A bancarrota da humanidade

Um ponto importante referido por Francisco foi “o drama dos migrantes, dos refugiados e dos deslocados” que o Papa descreveu com uma palavra: “vergonha”. O Santo Padre recordou a sua ida a Lampedusa e à ilha de Lesbos na Grécia onde, nesta última, teve a oportunidade de “ouvir de perto o sofrimento de tantas famílias expulsas da sua terra por motivos econômicos ou violências de todo o tipo, multidões exiladas”, que, segundo Francisco acontece “por causa de um sistema socioeconômico injusto” e por causa das “guerras”.

O Papa vê nos “olhos das crianças” nos campos de refugiados a “bancarrota da humanidade” pela qual se faz pouco para salvar, mas se for a bancarrota de um banco imediatamente se procura salvar – disse Francisco:

“O que acontece no mundo de hoje que, quando ocorre a bancarrota de um banco, imediatamente aparecem somas escandalosas para salvá-lo, mas quando acontece esta bancarrota da humanidade não existe sequer uma milésima parte para salvar estes irmãos que sofrem tanto? E assim o Mediterrâneo transformou-se num cemitério e não somente o Mediterrâneo… tantos cemitérios próximos dos muros, muros manchados de sangue inocente.”

Formatação

O Papa falou de seguida de “formatação” e “corrupção”. Desde logo, deixou claro que há o perigo de os povos se deixarem formatar pelas ‘políticas sociais’ que são toleradas e que passam pelas microempresas, pelas cooperativas, pelos projetos assistenciais.

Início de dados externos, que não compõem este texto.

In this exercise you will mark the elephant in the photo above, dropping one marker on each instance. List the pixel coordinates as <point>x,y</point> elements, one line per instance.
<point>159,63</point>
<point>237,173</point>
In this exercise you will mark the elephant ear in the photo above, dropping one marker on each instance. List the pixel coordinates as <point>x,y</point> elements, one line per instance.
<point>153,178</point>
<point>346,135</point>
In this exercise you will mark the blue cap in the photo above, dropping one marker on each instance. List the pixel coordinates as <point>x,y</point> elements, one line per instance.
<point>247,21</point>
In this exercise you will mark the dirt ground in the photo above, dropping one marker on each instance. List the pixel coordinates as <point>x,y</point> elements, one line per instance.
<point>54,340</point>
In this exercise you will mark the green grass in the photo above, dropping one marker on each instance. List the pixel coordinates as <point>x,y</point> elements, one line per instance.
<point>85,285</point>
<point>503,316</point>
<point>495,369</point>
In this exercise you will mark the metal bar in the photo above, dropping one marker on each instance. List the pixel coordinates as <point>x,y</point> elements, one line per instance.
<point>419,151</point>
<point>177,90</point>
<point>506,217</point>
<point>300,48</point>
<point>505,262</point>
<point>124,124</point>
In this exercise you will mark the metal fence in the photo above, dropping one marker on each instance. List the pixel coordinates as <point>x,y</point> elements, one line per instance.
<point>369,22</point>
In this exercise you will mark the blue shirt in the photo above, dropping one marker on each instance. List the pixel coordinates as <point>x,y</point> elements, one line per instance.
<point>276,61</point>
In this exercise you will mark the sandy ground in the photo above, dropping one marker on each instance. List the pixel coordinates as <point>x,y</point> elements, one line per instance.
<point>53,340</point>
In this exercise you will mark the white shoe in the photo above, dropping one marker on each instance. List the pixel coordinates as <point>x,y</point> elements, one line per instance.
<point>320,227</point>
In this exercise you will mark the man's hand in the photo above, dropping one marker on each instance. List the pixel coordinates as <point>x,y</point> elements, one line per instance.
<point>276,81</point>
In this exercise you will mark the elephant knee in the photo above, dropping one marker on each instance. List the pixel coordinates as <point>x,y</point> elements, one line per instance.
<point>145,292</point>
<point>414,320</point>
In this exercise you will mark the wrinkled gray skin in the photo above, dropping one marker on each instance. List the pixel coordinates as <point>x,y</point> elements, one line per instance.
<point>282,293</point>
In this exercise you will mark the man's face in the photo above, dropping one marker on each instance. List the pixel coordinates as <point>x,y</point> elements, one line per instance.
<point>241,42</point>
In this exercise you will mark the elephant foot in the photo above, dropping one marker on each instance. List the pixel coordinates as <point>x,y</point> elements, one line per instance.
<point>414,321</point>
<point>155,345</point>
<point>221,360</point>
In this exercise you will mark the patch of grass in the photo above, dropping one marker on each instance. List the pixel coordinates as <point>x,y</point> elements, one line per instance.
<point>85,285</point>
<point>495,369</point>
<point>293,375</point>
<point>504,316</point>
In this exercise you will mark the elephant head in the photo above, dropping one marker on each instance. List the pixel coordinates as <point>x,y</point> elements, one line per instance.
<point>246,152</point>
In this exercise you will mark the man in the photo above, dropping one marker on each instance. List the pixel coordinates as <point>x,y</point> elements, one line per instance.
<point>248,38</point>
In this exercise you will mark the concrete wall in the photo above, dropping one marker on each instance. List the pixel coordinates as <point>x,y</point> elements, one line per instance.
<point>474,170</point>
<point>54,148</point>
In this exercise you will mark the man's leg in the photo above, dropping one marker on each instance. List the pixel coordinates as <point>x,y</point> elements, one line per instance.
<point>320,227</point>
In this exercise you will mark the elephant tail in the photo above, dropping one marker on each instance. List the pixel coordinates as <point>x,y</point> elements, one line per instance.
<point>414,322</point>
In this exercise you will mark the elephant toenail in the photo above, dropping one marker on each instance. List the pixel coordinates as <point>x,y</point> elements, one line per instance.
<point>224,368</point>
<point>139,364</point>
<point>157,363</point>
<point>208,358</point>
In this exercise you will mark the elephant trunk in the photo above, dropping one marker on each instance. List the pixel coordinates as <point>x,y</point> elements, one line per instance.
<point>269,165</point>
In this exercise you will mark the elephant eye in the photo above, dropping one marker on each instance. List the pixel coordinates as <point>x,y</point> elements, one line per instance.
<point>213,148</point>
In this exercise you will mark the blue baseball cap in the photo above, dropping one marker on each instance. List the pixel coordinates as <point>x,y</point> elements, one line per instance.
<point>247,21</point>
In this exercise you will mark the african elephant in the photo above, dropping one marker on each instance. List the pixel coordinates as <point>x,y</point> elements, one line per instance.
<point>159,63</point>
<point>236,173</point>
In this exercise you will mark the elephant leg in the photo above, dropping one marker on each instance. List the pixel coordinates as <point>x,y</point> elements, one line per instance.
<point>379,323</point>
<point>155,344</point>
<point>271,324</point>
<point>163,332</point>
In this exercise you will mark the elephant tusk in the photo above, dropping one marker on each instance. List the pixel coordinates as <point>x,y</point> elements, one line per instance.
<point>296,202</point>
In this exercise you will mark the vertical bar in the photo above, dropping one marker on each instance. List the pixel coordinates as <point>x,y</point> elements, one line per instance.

Contudo, segundo o Santo Padre, é partindo do bairro, da localidade, da organização do trabalho comunitário que é possível discutir a “política com maiúscula”, indicando “ao poder um planeamento mais integral”. Mas, essa forma de intervenção – disse Francisco – não é tolerada porque, dessa forma, estariam a sair do formato “que alguns pretendem monopolizar em pequenas castas” – observou.

“Assim a democracia atrofia-se, torna-se um nominalismo, uma formalidade, perde representatividade, vai desencarnando-se porque deixa de fora o povo na sua luta quotidiana pela dignidade, na construção do seu destino” – afirmou o Papa.

Corrupção

O Santo Padre alertou também para a corrupção que não é apenas “uma questão de políticos, a corrupção não é um vício exclusivo da política” – sublinhou – pois ela existe também nas empresas, nos meios de comunicação social, nas Igrejas e também nas organizações sociais e nos movimentos populares.

“… é necessário viver a vocação de servir com um forte sentido de austeridade e humildade. Isto vale para os políticos, mas vale também para os dirigentes sociais e para nós pastores” – disse o Papa que, de imediato, esclareceu que ao afirmar a palavra austeridade refere-se à austeridade moral e humana e não àquela apontada pelas “ciências do mercado” e que significa ajuste. “Não é a isso que eu me refiro” – afirmou.

Vida de serviço e amor

No final do seu discurso o Papa Francisco exortou os Movimentos Populares a continuarem a “combater o medo com uma vida de serviço, solidariedade e humildade em favor dos povos e especialmente daqueles que sofrem”.

“Contra o terror, o melhor remédio é o amor. O amor cura tudo” – afirmou o Santo Padre que recomendou a leitura da sua Exortação Apostólica ‘A alegria do amor’, recordando ser este um documento não apenas “sobre o amor em cada família, mas também naquela outra família que é o bairro, a comunidade, o povo, a humanidade”.